Directed immobilization of nucleic acids at ultramicroelectrodes using a novel electro-deposited polymer.

A two-step method for the directed immobilization of nucleic acids at ultramicroelectrodes with micron-size dimensions is described. The approach is based on the immobilization of streptavidin at the surface of carbon or noble metal electrodes within a novel electro-deposited polymer, formed by electropolymerization of the natural compound scopoletin (7-hydroxy-6-methoxy-coumarin) at potentials between 0.4 and 0.7 V vs. Ag/AgCl. Biotin-tagged nucleic acids or proteins are immobilized on top of the modified electrodes in a second step. The new method has some advantages compared to classical electropolymerization approaches (e.g. polypyrrole, polyphenol), because the growing polymer is highly hydrophilic, resulting in efficient incorporation of streptavidin and a high biotin binding capacity of 6 pmol cm(-2). The polymer film seems to be non-conductive but shows good swelling properties in aqueous solutions. The feasibility of the method for the electro-directed biochemical modification of individual microelectrodes has been demonstrated by sequential immobilization of two different single strand oligonucleotides onto interdigitated ultramicroelectrodes.
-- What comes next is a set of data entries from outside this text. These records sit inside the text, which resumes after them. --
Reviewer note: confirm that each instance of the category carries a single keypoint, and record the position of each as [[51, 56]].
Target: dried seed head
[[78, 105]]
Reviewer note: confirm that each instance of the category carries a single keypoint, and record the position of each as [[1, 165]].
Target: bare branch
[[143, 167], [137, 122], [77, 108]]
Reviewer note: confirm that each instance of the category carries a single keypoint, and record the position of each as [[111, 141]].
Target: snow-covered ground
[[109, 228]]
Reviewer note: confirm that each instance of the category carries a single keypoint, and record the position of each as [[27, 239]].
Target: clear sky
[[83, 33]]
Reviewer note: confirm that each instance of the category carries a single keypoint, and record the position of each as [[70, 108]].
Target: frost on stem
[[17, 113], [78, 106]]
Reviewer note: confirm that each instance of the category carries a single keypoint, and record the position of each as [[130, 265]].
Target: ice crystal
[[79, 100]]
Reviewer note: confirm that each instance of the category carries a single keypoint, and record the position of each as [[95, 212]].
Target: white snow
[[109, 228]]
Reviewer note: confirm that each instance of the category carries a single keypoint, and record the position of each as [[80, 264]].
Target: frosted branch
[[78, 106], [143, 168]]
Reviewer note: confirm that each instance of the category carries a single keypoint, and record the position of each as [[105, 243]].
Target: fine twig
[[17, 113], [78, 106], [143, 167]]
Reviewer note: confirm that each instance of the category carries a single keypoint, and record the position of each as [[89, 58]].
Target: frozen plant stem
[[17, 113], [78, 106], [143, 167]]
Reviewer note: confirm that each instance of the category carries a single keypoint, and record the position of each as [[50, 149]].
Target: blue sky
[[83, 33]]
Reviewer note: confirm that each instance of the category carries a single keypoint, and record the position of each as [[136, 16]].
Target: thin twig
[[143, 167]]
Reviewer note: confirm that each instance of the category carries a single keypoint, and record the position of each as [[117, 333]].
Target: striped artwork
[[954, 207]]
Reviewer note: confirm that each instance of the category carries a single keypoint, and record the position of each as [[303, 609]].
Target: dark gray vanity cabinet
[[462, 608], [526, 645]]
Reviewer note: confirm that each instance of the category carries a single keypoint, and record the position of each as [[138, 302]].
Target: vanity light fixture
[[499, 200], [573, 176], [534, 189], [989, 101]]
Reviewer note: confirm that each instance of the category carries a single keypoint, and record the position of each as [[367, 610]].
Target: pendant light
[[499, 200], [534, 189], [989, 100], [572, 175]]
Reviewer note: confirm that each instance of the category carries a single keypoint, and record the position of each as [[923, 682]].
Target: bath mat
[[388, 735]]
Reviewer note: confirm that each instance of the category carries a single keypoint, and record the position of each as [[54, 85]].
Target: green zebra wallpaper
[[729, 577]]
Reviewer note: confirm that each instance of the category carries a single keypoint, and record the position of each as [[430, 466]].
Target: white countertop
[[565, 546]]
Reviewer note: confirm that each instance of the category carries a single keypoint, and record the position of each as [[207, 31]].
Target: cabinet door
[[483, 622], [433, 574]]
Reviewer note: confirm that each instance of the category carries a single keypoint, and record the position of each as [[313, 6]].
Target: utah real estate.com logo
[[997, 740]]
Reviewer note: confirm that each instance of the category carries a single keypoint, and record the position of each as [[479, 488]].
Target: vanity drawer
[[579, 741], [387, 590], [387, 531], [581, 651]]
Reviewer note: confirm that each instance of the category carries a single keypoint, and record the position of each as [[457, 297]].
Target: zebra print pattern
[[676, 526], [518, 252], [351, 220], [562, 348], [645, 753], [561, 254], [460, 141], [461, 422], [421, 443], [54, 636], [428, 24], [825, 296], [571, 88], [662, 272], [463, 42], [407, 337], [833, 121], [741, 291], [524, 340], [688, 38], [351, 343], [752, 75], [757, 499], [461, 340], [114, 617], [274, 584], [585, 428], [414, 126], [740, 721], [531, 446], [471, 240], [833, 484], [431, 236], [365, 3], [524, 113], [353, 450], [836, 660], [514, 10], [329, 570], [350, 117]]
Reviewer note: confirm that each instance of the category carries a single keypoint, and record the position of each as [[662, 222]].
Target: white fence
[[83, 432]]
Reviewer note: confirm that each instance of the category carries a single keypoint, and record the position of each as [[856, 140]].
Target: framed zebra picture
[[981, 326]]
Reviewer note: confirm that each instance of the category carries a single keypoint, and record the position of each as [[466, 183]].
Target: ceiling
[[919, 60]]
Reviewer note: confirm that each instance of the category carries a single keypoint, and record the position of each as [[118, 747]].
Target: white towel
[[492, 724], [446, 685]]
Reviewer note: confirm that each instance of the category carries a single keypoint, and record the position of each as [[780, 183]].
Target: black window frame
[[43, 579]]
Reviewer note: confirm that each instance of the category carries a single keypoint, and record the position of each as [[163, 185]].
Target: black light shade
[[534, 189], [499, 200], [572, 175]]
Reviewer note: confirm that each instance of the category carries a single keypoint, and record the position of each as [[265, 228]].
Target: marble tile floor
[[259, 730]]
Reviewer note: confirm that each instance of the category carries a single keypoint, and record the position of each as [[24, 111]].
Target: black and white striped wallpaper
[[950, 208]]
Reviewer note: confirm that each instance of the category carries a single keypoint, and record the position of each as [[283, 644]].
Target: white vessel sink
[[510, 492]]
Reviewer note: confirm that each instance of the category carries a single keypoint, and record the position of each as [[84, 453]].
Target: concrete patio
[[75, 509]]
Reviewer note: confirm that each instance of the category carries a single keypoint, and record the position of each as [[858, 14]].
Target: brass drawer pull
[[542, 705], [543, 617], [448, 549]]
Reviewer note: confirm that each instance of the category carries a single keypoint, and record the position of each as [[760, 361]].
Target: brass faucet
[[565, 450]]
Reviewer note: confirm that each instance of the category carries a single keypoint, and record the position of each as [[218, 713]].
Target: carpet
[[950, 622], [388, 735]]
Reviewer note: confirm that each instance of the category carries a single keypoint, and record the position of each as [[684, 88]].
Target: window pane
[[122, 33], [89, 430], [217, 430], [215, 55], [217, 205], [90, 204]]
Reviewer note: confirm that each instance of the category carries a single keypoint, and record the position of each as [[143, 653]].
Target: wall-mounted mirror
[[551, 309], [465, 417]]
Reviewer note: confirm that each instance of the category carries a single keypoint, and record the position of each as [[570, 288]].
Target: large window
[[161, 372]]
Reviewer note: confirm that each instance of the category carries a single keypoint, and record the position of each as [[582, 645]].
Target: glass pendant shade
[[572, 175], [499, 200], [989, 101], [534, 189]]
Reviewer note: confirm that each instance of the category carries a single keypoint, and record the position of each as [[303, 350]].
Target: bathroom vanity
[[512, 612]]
The resulting miniature DNA probe was used for single base mutation detection with two synthetic targets (fluorescence-labeled 17-mer oligomers) by evaluating the fluorescence patterns after hybridisation with the immobilised DNA probes. The new method is useful for the production of microelectrode based DNA chips and for the electro-directed immobilisation of biomolecules at microelectrode structures with high spatial resolution and yield.